🧠 Know What Matters

Helping managers confidently comprehend results and making participants feel seen.

Overview

Managers loved getting honest, open-ended feedback in Viva Pulse, but struggled to turn raw responses into meaningful action. To support trust, efficiency, and transparency at scale, I led the design of Pulse’s first AI-powered summarization feature. This feature gives authors a clear, shareable summary of their report, reducing time to insight and making it easier to acknowledge their teams.

impact

Increased report shareouts by 20%, earned 80% satisfaction, and became Pulse’s most-loved feature, now scaling across Viva.

role

Senior Product Designer

COLLABORATORS

1 Principal PM

1 Principal EM

6 SWE

Skills

Facilitating workshop

Product design

Stakeholder management

Interactive prototyping

User interview

timeline

Q3-Q4 2025

🚀 GA: Mar 2025

Problem

Our user feedback indicates that some users who send Pulse requests to large audience spend considerable amount of time going through entire report, gather all details to take futher actions.

💬 "“I just spent two hours going through every single comment.”

They struggled to make sense of open-text feedback, delaying action or leaving insights unshared. This created frustration on both sides:

  • Managers: "How do I know what's actually going on?"

  • Participants: "Is anyone reading what I wrote?"

Our goal

Key identified goals

1. Reduce the time to insights for managers

Help managers grasp key takeaways faster.

2. Increase transparency and alignment

Make it easy to share a clear, unbiased summary with the team.

3. Build trust with participants

Signal that their voices are heard by surfacing their words, which creates a sense of acknowledgment.

Discovery

I facilitated three key workshops to align the triad and define scope:

  1. Defining HMW Workshop

We listed core frustrations, and then transformed them into HMWs and goals

  1. Crazy 8 Workshop

We rapidly sketched how AI could help:

  • "How might we help authors understand trends at a glance?"

  • "How might we summarize reports without losing nuance?"

  • "How might we make summarization feel accountable—not generic?"

  1. MoSCoW Prioritization Workshop

We aligned on what to build (vs. defer), balancing feasibility with user value. I made sure we understood design intention and AI limitations early.

Key insights

From interviews, workshops, and customer 0 testing:

  • Verbatims matter more than scores. Managers trust raw words over benchmarks.

  • Managers don’t want to “author” the summary. They want AI to serve as an objective lens.

  • Participants want visibility. Summary acknowledges their voices were heard.

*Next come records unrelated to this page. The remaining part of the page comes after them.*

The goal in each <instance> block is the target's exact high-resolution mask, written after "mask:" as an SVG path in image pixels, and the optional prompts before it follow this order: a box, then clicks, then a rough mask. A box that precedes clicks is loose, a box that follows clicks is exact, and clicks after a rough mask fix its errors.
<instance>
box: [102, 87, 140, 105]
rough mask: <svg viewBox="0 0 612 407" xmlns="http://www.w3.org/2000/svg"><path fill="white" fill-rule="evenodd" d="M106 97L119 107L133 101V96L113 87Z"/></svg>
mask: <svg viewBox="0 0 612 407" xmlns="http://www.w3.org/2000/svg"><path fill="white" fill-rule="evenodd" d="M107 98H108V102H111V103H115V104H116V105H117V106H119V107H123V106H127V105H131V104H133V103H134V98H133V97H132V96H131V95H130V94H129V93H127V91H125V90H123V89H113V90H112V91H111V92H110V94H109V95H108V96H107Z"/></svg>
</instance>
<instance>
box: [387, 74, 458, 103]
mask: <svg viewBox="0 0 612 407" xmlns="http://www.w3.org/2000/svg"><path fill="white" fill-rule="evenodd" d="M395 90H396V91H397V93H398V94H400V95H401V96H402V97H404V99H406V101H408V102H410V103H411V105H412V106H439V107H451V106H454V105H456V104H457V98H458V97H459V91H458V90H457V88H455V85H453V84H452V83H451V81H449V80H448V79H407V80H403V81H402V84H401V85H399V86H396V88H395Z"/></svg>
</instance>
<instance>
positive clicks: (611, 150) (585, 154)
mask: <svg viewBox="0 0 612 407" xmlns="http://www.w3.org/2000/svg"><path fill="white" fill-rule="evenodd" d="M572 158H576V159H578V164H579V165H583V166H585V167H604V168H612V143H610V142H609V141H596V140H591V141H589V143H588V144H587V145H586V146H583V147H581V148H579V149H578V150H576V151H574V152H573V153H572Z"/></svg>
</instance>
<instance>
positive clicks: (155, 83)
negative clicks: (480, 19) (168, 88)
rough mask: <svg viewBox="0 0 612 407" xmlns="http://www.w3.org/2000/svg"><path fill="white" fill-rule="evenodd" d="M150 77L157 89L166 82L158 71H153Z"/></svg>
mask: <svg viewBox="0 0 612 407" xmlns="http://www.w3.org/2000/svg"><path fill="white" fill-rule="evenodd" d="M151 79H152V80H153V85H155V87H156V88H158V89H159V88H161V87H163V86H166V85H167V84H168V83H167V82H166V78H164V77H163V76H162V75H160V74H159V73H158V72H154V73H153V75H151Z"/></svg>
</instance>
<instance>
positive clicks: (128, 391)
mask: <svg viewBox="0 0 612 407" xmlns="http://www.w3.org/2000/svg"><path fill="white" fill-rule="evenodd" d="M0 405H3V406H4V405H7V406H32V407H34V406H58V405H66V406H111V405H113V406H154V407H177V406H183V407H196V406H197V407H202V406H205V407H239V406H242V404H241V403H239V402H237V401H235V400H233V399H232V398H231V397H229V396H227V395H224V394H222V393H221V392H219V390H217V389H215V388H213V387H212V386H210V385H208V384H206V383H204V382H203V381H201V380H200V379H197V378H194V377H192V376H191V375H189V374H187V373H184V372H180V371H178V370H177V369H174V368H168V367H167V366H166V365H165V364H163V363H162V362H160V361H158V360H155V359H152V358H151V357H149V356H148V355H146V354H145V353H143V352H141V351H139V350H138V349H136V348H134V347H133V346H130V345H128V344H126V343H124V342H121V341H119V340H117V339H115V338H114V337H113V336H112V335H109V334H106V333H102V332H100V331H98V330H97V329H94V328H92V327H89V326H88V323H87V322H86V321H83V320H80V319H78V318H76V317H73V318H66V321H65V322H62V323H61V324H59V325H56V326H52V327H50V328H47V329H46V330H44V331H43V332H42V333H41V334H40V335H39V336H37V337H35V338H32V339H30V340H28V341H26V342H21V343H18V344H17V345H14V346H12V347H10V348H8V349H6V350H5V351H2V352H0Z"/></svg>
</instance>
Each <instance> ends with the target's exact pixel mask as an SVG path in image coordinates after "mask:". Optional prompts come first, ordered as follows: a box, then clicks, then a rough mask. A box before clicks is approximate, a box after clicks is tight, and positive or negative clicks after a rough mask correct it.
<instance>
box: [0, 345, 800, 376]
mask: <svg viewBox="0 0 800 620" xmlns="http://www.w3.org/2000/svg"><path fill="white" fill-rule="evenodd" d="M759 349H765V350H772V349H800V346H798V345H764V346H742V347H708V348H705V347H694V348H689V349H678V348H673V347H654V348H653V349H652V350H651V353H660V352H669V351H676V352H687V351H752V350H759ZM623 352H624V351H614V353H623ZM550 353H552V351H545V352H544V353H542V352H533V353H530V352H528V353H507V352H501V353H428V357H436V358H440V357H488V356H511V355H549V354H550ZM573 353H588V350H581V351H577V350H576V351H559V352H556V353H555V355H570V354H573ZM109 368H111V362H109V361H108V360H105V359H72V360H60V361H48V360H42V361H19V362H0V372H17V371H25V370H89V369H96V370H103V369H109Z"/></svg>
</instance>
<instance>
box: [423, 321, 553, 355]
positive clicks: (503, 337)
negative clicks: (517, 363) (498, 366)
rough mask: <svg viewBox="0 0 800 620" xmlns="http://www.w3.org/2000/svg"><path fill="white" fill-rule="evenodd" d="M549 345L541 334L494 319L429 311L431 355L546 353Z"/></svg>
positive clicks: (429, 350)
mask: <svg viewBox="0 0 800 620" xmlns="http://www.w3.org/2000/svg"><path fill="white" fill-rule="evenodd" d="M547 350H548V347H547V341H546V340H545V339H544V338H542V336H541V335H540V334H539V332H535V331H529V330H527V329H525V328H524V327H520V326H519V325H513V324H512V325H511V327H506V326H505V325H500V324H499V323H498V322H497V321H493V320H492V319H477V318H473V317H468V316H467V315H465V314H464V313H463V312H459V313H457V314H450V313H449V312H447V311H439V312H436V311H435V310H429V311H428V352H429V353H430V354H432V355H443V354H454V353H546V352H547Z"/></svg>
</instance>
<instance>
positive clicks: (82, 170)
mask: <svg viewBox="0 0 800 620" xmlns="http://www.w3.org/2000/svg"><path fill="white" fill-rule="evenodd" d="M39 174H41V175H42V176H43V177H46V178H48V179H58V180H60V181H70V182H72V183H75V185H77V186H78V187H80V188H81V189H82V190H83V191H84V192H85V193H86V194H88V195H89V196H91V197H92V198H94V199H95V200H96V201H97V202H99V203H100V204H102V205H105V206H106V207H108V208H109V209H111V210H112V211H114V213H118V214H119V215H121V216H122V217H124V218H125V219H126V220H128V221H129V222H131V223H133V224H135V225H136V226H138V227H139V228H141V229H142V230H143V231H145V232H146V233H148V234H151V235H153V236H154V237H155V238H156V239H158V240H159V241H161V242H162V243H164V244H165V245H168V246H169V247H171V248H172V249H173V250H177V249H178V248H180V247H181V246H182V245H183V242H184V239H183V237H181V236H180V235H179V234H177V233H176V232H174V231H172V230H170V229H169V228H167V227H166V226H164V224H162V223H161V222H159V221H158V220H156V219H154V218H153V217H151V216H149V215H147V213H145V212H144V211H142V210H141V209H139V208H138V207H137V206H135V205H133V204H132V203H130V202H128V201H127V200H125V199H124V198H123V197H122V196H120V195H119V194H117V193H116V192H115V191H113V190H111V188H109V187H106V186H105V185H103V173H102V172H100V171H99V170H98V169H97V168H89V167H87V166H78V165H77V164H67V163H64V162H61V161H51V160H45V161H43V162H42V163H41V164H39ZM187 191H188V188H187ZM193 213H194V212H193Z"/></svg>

  • Cognitive load is high. We needed to support accessibility and reduce overwhelm.

Designing UI

I explored multiple placement models:

  • A side panel vs. a integrated child section

  • Embedded in the report vs. living above it

UI Framework Explorations

side panel

embedded

on top

living above

final design decision

Ultimately, I chose to place the summary at the top of the report, visually separate from data. It feels like a “helper” message (not part of the results) inviting trust without editorializing. Our triad also considered notification previews to meet users where they are, even though it risked reducing deep report views. We decided clarity and reach mattered more than click-throughs.

report summarization
Summarization in notification

Designing content

summary framework

With the AI and Responsible AI (RAI) teams, we created a safe, useful structure:

Intro paragraph: # of responses, response rate, strongest/weakest multiple-choice scores

  • Highlights: Favorable themes + verbatims

  • Lowlights: Critical themes + verbatims

  • Citations: Scroll-to anchors for transparency and source tracing

RAI guardrails

  • No inference or emotional analysis

  • Strip PII and remove bias triggers

  • Detect and exclude harmful comments

I also added clickable citations alongside each highlight and lowlight that anchors link directly to the original comments and response data, allowing users to trace insights back to their source. This not only helps authors verify the AI’s output, but also reinforces accountability so that the summaries feel credible, not abstract.

summarization citations

Testing and Validation

I ran early demos and follow-ups with customer 0. Key questions we asked:

  • “Does this help you understand the report faster?”

  • “Would you share this summary with your team?”

  • “Is anything missing, biased, or unclear?”

We heard a clear preference that the summary should be visible to everyone with access to the report. The placement validated that summary wasn't just a tool for authors, but a shared reference that sets the tone for transparency. The interview confirmed this and helped secure alignment across the team and stakeholders.

💬 "I love this because I can rely on Copilot to give me a summary that is unbiased and validate my understanding." - Customer 0

Outcome

100k

max recipients in Pulse survey

💬 "The highlights and lowlights are well-organized and easy to understand. I especially appreciate that the text responses are categorized into positive and negatives." - Mitsubishi

💬 "Love the summary! Saved me time from having to run a separate prompt to get the summary"

We are also partnering with other Viva platforms to share learnings and our approach to bring this feature to them in the near future

Reflection

By designing for transparency, we made it easier for managers to act and teams to feel seen.

What we did build struck the right balance between clarity, safety, and empowerment.